= J. R. Monsell =

John Robert Monsell (15 August 1877 – 20 March 1952) was an Irish illustrator.

Monsell was born at Cahirciveen, County Kerry, to a wealthy Anglo-Irish family. His father, William Thomas Monsell (1843-1887), was a magistrate and inspector of facturers; his wife, Elinor Vere, was daughter of Hon. Robert O'Brien, of Old Church, Limerick (son of Sir Edward O'Brien, 4th Baronet). William Thomas Monsell's father, Rev. John Samuel Bewley Monsell (1811-1875), vicar of Egham, Surrey, was first cousin to William Monsell, 1st Baron Emly; William Thomas served as Lord Emly's private secretary during his time as Postmaster General.

Monsell's great uncles were Sir Aubrey de Vere and Sir Stephen de Vere. In 1902 the family moved to Chelsea.
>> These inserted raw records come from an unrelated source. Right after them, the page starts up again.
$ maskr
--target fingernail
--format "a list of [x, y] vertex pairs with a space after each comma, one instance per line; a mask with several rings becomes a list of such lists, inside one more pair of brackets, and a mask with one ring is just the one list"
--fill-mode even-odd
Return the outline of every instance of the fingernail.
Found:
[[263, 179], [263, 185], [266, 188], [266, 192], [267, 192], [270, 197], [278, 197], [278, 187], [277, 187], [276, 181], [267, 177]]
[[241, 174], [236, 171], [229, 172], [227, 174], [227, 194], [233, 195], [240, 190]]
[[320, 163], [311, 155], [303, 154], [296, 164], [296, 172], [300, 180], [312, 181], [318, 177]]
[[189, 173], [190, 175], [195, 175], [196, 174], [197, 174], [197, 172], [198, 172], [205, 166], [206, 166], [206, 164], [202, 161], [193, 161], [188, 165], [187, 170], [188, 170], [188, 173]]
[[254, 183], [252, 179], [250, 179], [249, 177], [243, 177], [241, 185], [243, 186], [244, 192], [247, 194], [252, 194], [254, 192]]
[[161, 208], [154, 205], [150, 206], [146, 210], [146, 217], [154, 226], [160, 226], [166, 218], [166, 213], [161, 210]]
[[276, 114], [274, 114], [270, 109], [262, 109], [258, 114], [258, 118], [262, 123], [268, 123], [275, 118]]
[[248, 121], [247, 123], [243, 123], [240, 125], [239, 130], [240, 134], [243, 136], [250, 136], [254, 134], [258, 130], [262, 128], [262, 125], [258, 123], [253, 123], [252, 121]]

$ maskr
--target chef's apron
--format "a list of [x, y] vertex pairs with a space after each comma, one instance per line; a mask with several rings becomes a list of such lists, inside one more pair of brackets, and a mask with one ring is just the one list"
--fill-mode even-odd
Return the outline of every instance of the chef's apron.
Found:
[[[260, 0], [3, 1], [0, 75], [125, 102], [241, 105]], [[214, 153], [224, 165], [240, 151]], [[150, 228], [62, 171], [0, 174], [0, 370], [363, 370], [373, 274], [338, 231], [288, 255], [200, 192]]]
He served as a lieutenant in the 12th Battalion (The Rangers), London Regiment of the British Army during the First World War, having trained with the Inns of Court Officers' Training Corps; he married the novelist Margaret Irwin in 1927.

Monsell's edition of The Rose and the Ring by William Makepeace Thackeray was largely successful. His sister Elinor Monsell, married to Bernard Darwin, was also an illustrator.